On Thursday, October 25 representatives from Current TV, the two-year old independent cable/satellite network founded by former vice-president, Al Gore and Silicon Valley venture capitalist, Joel Hyatt, joined Expression College President and Creative Director, Spencer Nilsen for a three-hour panel discussion on the new station and how creative individuals can get involved in producing original content for the various programs.
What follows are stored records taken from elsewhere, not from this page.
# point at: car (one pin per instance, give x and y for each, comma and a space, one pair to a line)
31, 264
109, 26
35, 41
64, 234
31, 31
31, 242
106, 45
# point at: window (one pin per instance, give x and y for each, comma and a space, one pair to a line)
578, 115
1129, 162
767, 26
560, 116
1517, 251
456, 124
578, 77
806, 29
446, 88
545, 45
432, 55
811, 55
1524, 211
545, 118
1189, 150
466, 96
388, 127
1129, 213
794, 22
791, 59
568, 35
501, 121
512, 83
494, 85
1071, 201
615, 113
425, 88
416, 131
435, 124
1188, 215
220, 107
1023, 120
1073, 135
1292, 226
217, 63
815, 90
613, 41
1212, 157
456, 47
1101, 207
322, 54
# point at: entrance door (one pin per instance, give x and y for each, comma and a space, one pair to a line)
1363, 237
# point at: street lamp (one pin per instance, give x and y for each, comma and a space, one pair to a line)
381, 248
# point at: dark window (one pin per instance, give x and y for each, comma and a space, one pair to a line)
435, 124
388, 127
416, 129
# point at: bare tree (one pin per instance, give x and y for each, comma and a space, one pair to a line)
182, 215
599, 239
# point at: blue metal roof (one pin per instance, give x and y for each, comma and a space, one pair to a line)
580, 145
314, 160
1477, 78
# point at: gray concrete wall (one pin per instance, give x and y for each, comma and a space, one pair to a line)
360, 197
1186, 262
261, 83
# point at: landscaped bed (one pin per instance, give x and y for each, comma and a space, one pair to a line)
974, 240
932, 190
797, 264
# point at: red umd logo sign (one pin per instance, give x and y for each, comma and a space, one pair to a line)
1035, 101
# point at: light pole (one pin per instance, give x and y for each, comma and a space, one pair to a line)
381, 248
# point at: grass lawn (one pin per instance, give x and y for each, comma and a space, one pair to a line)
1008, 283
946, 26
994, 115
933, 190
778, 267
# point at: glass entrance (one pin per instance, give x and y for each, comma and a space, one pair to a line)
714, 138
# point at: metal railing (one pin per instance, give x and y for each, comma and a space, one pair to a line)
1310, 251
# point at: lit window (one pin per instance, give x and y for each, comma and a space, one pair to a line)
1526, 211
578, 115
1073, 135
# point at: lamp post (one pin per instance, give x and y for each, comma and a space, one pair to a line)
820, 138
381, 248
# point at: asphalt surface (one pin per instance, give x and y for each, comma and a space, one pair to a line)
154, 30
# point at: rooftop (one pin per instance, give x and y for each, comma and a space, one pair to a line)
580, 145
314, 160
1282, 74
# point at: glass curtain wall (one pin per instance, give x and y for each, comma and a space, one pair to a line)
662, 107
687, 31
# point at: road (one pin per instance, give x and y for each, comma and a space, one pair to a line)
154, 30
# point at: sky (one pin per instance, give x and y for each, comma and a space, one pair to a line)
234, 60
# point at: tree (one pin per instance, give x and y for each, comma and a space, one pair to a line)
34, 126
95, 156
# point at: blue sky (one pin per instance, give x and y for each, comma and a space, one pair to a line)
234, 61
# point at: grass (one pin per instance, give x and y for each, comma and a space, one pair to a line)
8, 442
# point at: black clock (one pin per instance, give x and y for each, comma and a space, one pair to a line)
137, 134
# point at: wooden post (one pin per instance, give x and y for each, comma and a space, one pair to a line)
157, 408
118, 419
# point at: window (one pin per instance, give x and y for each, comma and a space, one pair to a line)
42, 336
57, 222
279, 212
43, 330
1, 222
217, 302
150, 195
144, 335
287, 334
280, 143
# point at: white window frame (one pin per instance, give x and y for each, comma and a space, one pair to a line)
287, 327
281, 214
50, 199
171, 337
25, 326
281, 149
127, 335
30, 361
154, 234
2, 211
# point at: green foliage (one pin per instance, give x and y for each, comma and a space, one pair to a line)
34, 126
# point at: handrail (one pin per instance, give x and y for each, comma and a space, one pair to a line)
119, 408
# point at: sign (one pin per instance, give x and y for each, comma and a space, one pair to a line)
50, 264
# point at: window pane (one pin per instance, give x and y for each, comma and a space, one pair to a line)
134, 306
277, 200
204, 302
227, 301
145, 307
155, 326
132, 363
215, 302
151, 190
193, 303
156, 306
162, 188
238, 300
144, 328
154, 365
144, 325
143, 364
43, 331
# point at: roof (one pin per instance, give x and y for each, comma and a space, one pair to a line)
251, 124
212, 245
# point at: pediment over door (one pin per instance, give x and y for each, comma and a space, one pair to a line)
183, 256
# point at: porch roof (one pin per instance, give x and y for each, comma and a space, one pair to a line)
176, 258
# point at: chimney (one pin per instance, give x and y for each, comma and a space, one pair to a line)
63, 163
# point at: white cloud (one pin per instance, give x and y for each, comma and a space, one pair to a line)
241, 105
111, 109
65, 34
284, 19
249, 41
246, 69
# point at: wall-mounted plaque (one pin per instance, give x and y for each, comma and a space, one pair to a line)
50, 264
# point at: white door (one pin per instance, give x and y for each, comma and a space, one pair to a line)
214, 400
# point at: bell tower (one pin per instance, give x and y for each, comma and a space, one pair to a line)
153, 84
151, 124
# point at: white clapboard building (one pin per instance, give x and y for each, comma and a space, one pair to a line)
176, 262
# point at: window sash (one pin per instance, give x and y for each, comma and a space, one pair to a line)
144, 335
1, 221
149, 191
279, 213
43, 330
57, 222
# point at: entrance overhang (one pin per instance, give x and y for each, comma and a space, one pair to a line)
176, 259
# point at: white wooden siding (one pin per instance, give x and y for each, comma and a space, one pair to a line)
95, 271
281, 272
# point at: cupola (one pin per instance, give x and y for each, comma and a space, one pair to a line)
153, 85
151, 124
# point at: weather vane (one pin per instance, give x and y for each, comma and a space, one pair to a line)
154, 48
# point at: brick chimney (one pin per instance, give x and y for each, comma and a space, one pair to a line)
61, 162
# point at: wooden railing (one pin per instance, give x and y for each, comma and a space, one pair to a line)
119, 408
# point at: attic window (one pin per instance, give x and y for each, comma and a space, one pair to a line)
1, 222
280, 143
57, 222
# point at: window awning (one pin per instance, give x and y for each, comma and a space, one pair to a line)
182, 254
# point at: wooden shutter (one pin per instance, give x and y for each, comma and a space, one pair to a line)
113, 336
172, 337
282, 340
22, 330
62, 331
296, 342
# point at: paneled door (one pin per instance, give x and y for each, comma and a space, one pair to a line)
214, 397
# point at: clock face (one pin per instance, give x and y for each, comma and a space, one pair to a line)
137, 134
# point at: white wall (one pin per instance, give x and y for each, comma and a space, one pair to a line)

The Current TV guests included David Nguyen, VCAM Coordinator, Saskia Wilson-Brown, Manager VC2 Outreach, and Cory Bolt, Technical Director and Expression College alum.  Together they gave the enthusiastic audience an in-depth look inside the workings of this unique, next-generation television network and focused on how programs are conceived, produced, and distributed on the station.

The panel explained that there are currently three types of programs on the network: VC2 (non-fiction, Viewer Created Content); VCAM (Viewer Created Ad Messages or commercials); and series programs produced in-house.  Most of the program segments are under 10-minutes in length, but the panel members indicated that more long-form programs are currently in development.  Right now a full 1/3 of all shows on the network are viewer created.

VC2 (pronounced Vee-Cee Squared) shows are the most common format of program, produced entirely by viewers who then upload the shows to the Current website where visitors can vote for their favorite programs.  Shows that receive the most votes are then elevated to broadcast status, and will run on the network for up to several weeks.  At that point, the creators are paid a fee based on a sliding scale.

Expression College has had a longstanding relationship with CurrentTV since it’s early existence, and is one of a handful of learning institutions that have tailored their curriculum to meet the criterion of Current programming.  And so far the changes have been well received by students in the LMW (Living in a Media World) course, resulting in five student created programs being elevated to broadcast status on the network (see story elsewhere in this newsletter).

Current’s Technical director, Cory Bolt is a former Expression student and was once the college’s equipment room manager. Cory assured the student audience that the skills they are learning in their programs will serve them well when producing content for the real world. Off-the-shelf technology like cheap video cameras, fast computers, Apple’s Final Cut Pro, Garageband, and Logic Pro, and software like the Adobe Suite of applications all combine to give students a big head-start in the production industries.  He confirmed that Current’s producers use the very same technology everyday to produce their programs, so graduates integrate smoothly into the production environment.